Sudan has ordered two top officials from the United Nations to leave the country by the end of this year. The move is a surprise as the two most senior UN officials in Sudan are both not involved in Unamid, the peacekeeping operation that was asked to leave a month ago. The officials are heading the largest humanitarian development agency in Sudan, the UNDP.
UN sources told Reuters that the officials are the Jordanian UNDP Resident Coordinator Ali El Za'tari and the Dutch Yvonne Helle, UNDP's country director. The reason for the expulsions was not clear, and Sudan's Foreign Ministry declined to comment. Contacted by email, Helle also declined to comment. Za'tari was not immediately available.
Sudan had already shut Unamid's human rights office in Khartoum and called on the joint UN-AU peacekeeping mission to prepare an exit plan. This request came after the government refused that the peacekeepers conduct more investigations into an alleged mass rape by Sudanese soldiers in Tabit, a village in North Darfur.
Mass rape reports
Radio Dabanga reported that, according to elders, health workers, and victims, between 60 and 200 women and girls were raped on 31 October.
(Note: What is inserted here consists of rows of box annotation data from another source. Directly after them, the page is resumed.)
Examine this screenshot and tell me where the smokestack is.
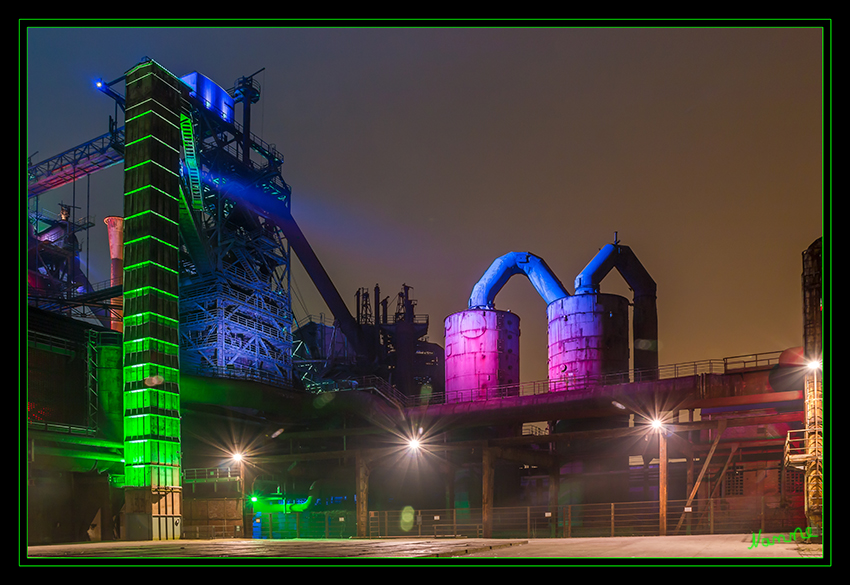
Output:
[103,215,124,331]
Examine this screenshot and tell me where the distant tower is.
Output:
[803,238,824,535]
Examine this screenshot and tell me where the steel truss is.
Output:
[179,98,292,387]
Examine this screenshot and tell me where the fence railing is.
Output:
[252,510,357,539]
[235,496,806,539]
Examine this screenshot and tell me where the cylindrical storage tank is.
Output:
[445,309,519,402]
[546,293,629,391]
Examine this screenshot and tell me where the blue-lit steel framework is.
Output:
[28,65,294,386]
[174,73,292,386]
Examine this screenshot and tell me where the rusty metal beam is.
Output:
[676,419,726,532]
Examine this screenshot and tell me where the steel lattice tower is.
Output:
[180,70,292,387]
[123,61,183,540]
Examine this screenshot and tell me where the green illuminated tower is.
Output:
[123,61,183,540]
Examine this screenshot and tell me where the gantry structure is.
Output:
[28,59,300,539]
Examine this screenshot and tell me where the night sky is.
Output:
[22,22,829,381]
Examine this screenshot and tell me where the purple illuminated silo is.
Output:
[445,308,520,402]
[546,293,629,391]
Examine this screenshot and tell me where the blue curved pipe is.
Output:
[469,252,570,309]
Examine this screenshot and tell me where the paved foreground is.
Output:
[21,534,823,565]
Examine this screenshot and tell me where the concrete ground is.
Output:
[21,534,824,565]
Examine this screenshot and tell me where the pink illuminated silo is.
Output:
[103,215,124,331]
[546,293,629,391]
[445,308,520,402]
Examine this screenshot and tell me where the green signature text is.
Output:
[747,526,812,550]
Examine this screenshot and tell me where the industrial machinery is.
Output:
[445,241,658,401]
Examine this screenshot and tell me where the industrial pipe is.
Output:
[575,243,658,371]
[469,252,570,309]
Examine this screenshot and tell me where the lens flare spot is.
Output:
[399,506,415,532]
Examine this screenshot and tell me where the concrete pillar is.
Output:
[354,451,369,538]
[658,430,667,536]
[481,447,496,538]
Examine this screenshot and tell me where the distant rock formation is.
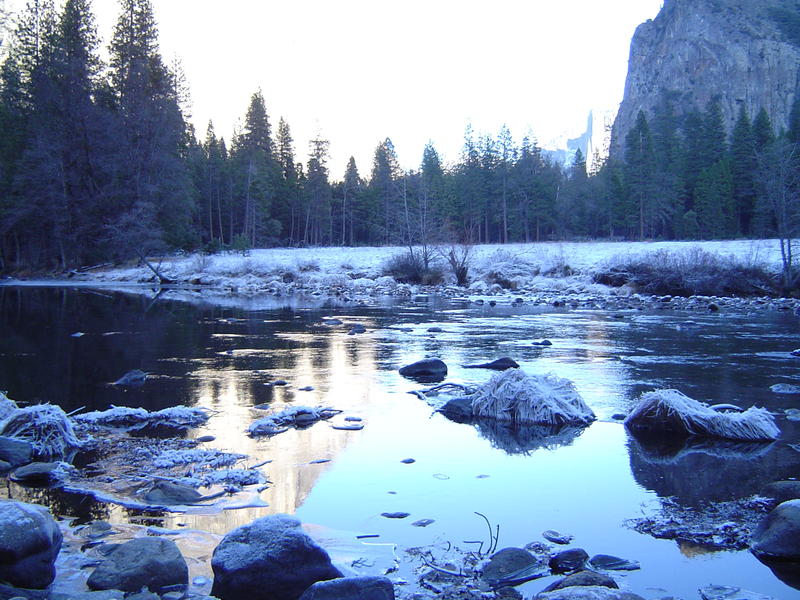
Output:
[611,0,800,157]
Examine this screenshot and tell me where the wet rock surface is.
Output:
[87,537,189,592]
[0,501,63,589]
[211,515,342,600]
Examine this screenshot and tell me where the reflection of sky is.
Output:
[0,290,797,597]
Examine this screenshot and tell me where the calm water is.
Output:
[0,287,800,599]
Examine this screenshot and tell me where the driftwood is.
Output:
[138,252,177,285]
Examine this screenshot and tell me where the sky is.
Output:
[0,0,662,179]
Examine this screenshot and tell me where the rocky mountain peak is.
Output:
[611,0,800,156]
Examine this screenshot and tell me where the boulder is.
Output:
[86,537,189,592]
[0,500,63,589]
[481,548,545,586]
[542,571,619,592]
[11,462,62,486]
[550,548,589,573]
[111,369,147,387]
[589,554,642,571]
[533,585,644,600]
[211,515,342,600]
[300,577,394,600]
[464,356,519,371]
[400,358,447,379]
[0,435,33,467]
[751,500,800,561]
[760,481,800,504]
Unamid sent a verification patrol on 9 November, which was accompanied by armed forces, security officers and police. The mission said in a public statement that it had not found any evidence to prove the rape allegations, but requested to conduct a second investigation. Sudan's Foreign Ministry refused, and sent a verbal request to the mission to put an exit strategy from Darfur in place days later.
The head of the UN peacekeeping forces said that Unamid was unlikely to bow to Sudan's request to leave, as the situation in the region appears to deteriorate. Sudanese President Omar Al Bashir has told international media that the Darfur conflict was solved.